Speech

Behavioural Exchange 2015 opening speech

Minister for the Cabinet Office Matt Hancock spoke about how behavioural insights have informed government policy and processes.

This was published under the 2015 to 2016 Cameron Conservative government
The Rt Hon Matt Hancock

It’s a great honour to open this conference.

Ten years ago a conference on behavioural science would have been a much more modest affair. There wouldn’t have been a free lunch. Richard Thaler wouldn’t be signing any autographs. And let’s be honest, there wouldn’t have been much interest from government.

Yet in a remarkably short space of time, this agenda has gone from the seminar table to the Cabinet table of governments around the world.

I think a big catalyst for this was the crash. How did banks, policymakers and mainstream economic theory all fail so badly? It’s a question lots of people in this room have thought hard about.

My own conclusion is that a whole edifice of economic policy was built on the belief that people always behave rationally, on an assumption of how they ought to behave, rather than observations of how they actually do.

And it’s hard to model human behaviour. It’s hard to condense all our quirks and foibles into a neat mathematical formula and then to base a theory on it, so people didn’t bother. But life is hard.

We set up the Behavioural Insights Team in 2010 because we wanted to correct that bias.

It should not be controversial to say we’ve got to base policy on how people really behave. We’ve got to understand the context in which people act: the norms, behaviours and cognitive pressures that govern our decisions.

And the era of fiscal restraint gave a new urgency to this work. With money tight, we had to be sure that our interventions would actually work.

We gave the team an office in the heart of government, reporting to the Cabinet Office and Number 10, because we were intent on taking their findings seriously.

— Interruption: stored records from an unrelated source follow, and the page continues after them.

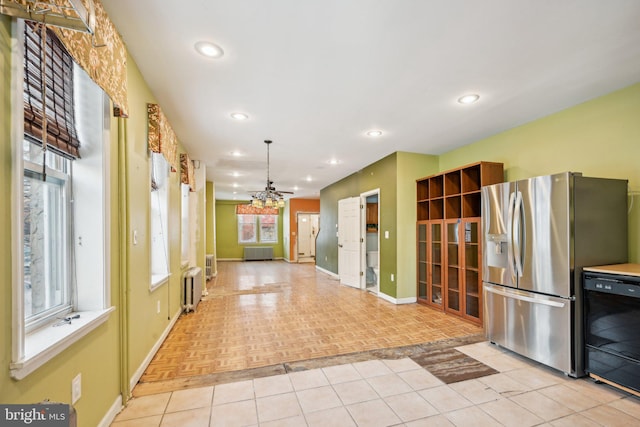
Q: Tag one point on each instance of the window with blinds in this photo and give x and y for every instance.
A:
(60, 125)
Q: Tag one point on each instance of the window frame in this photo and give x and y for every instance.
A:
(32, 349)
(159, 263)
(239, 223)
(275, 229)
(34, 170)
(257, 229)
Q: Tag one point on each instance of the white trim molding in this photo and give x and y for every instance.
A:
(145, 363)
(44, 344)
(111, 414)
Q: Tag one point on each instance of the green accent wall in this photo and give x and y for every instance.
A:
(110, 356)
(227, 245)
(600, 138)
(395, 177)
(97, 355)
(410, 167)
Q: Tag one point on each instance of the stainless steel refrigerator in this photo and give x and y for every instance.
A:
(538, 234)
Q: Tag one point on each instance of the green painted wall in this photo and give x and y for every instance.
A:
(145, 324)
(410, 167)
(95, 356)
(599, 138)
(227, 246)
(210, 218)
(395, 177)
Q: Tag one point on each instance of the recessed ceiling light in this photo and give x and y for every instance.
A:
(469, 99)
(239, 116)
(209, 49)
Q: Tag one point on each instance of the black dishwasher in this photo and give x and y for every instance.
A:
(612, 327)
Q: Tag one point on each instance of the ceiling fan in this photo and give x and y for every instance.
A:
(269, 197)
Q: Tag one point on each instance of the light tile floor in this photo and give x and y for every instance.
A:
(394, 393)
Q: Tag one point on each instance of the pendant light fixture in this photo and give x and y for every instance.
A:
(269, 197)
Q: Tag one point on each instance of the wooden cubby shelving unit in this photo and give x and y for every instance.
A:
(449, 238)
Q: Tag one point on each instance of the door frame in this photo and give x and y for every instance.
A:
(350, 267)
(363, 239)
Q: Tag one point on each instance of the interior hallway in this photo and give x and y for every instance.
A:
(259, 314)
(260, 351)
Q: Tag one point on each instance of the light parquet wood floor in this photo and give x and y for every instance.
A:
(264, 313)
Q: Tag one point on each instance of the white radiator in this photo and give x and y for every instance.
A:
(258, 253)
(192, 289)
(208, 268)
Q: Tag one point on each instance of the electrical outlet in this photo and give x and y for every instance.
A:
(76, 388)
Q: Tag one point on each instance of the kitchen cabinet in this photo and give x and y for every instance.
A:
(449, 238)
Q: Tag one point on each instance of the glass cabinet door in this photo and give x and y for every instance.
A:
(435, 277)
(453, 265)
(422, 261)
(472, 278)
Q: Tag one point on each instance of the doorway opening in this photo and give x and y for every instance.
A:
(308, 224)
(370, 280)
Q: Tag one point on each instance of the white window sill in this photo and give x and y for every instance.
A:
(45, 343)
(158, 280)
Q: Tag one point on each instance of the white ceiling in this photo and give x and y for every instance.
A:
(315, 75)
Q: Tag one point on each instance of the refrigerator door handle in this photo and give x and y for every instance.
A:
(510, 246)
(524, 298)
(518, 250)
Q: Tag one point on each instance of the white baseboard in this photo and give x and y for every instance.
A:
(112, 412)
(330, 273)
(397, 301)
(145, 363)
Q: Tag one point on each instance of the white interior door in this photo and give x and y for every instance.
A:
(349, 241)
(304, 236)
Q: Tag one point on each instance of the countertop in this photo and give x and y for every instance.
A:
(624, 269)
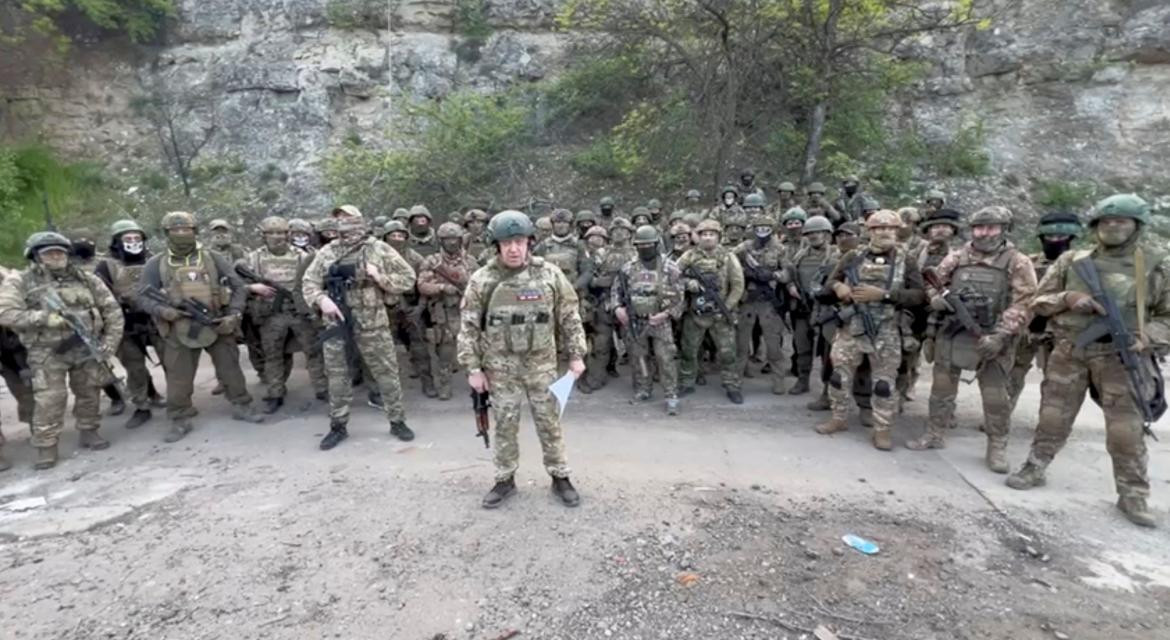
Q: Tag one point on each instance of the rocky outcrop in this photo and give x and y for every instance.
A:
(1067, 90)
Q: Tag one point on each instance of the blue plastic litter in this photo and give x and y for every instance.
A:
(861, 544)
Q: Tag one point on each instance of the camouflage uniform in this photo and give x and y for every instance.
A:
(897, 276)
(406, 314)
(197, 274)
(702, 317)
(442, 277)
(511, 324)
(122, 273)
(761, 260)
(1138, 281)
(600, 357)
(22, 309)
(653, 288)
(283, 266)
(366, 297)
(996, 287)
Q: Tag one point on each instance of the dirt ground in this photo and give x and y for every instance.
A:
(724, 522)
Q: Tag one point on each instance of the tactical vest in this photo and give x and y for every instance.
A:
(885, 272)
(1119, 280)
(563, 253)
(520, 317)
(645, 286)
(76, 293)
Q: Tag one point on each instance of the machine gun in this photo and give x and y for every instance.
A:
(282, 293)
(481, 401)
(710, 293)
(1146, 385)
(82, 337)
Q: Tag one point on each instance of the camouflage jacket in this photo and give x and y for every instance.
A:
(366, 296)
(529, 314)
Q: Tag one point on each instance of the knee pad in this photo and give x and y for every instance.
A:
(835, 380)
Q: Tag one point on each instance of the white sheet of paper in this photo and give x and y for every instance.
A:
(562, 389)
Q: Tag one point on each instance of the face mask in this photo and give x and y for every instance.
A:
(1052, 249)
(54, 260)
(882, 240)
(83, 250)
(132, 248)
(181, 245)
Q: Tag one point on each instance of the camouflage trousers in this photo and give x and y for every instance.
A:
(408, 328)
(804, 337)
(848, 352)
(444, 336)
(133, 359)
(992, 377)
(274, 334)
(771, 327)
(694, 329)
(1029, 348)
(1066, 378)
(659, 339)
(376, 348)
(180, 364)
(53, 377)
(520, 380)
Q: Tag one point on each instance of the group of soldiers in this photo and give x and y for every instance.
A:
(867, 293)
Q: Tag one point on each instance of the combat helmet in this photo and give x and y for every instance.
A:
(1122, 205)
(41, 240)
(817, 224)
(510, 224)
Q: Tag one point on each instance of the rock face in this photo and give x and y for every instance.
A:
(1068, 90)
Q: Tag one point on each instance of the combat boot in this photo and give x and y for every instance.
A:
(179, 429)
(499, 493)
(997, 454)
(672, 406)
(1135, 510)
(929, 440)
(833, 426)
(90, 439)
(337, 433)
(245, 413)
(272, 405)
(400, 431)
(821, 403)
(564, 490)
(866, 417)
(1029, 476)
(46, 458)
(140, 417)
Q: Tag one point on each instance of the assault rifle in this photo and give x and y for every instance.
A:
(1146, 385)
(958, 308)
(637, 325)
(82, 337)
(710, 293)
(199, 312)
(481, 401)
(282, 293)
(867, 320)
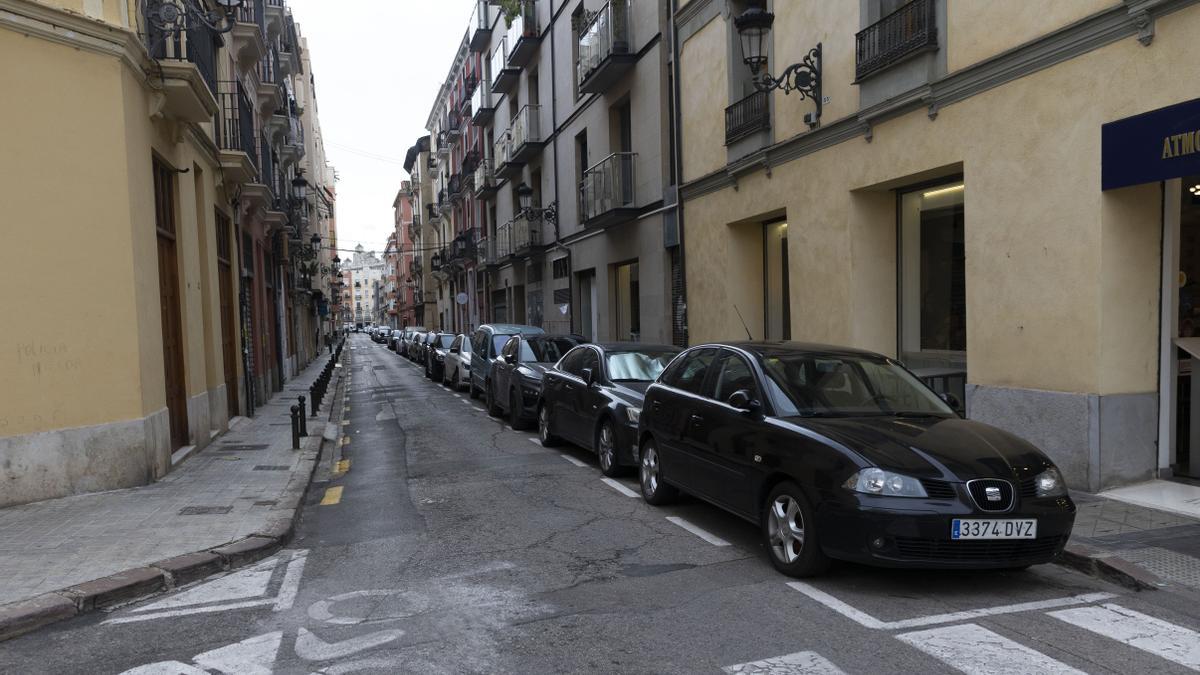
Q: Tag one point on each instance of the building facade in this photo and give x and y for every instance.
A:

But crucially, the point of the team was not to use its institutional position to tell other parts of government what to do. This was the Nudge Unit, not the Shove Unit. We knew the team had to take people with them, by showing rather than telling often sceptical policymakers how these ideas could help build better services.

And that’s what they began to do.

It started with the now famous tax letters. These showed that people are more likely to respond if you simplify the message and tell them – truly – that the vast majority of people pay on time.

That trial, and variations on it, have now been replicated by colleagues from all over the world. In Australia, with the Government of New South Wales; in Singapore, with the Ministry of Manpower, and in Guatemala, with the World Bank.

I’m delighted that many of the people responsible for that work are here today and I look forward to hearing where they’re heading next.

And while the results are incredibly powerful, the methodology is just as the important as any specific findings.

One of the central insights is that the human mind creates mental shortcuts: stories, cues and rules of thumb to make sense of a complex and uncertain world.

Government behaves like this too. Faced with a difficult policy problem there is always a temptation to stick with the tried and familiar, rather than experiment.

But let’s admit it, we can’t always predict what will work best. So we have to try out variations of a policy, throw out the ones that don’t work and iterate the rest. Policy based on observation rather than prediction, on controlled trials rather than assumption: it’s about applying the rigour of science to the art of government.

After looking first at administrative processes, at the Prime Minister’s request the Behavioural Insights Team has now moved on to more complex areas of policy.

We’ve applied behavioural insights to some of our toughest policy challenges: from supporting people back to work, to making our healthcare system more efficient, to helping improve young adults’ English and maths skills – something I was personally involved in as a minister.

And as well as learning from failure, we can learn from other successes too.

So at this conference you’ll hear from representatives from the White House, the German Chancellery, the European Commission, UNDP and the OECD. I’m grateful to those who’ve flown in from the United States, from Columbia, Brazil and Mexico, from the Finnish Prime Minister’s Office, from Israel, Canada, Austria, Italy and the Gulf.

And we have representatives from across the UK government, including from the behavioural insight teams we’ve established in almost every department, often working in partnership with the BIT itself.

And I’m delighted to welcome an incredible group of academics, again from all over the world. I’d like to highlight and personally thank colleagues from Harvard University, which will be hosting next year’s conference.

And Richard Thaler of course, who’s been a long-time academic advisor to our own Behavioural Insights Team, for which we remain grateful.

When the team first started in 2010, the UK government was seen as a first mover. We’re extremely proud of that but we’re also glad that this has become a global movement. Because the further it spreads, the more data and ideas we have to share, and the more we learn about how to use these insights to inform better public policy.

So thank you for your time, and on behalf of the UK government I want to wish you a successful event and I look forward to hearing your conclusions.

Because ultimately that’s what this is about. Making government work better, to help more citizens lead good and fulfilling lives.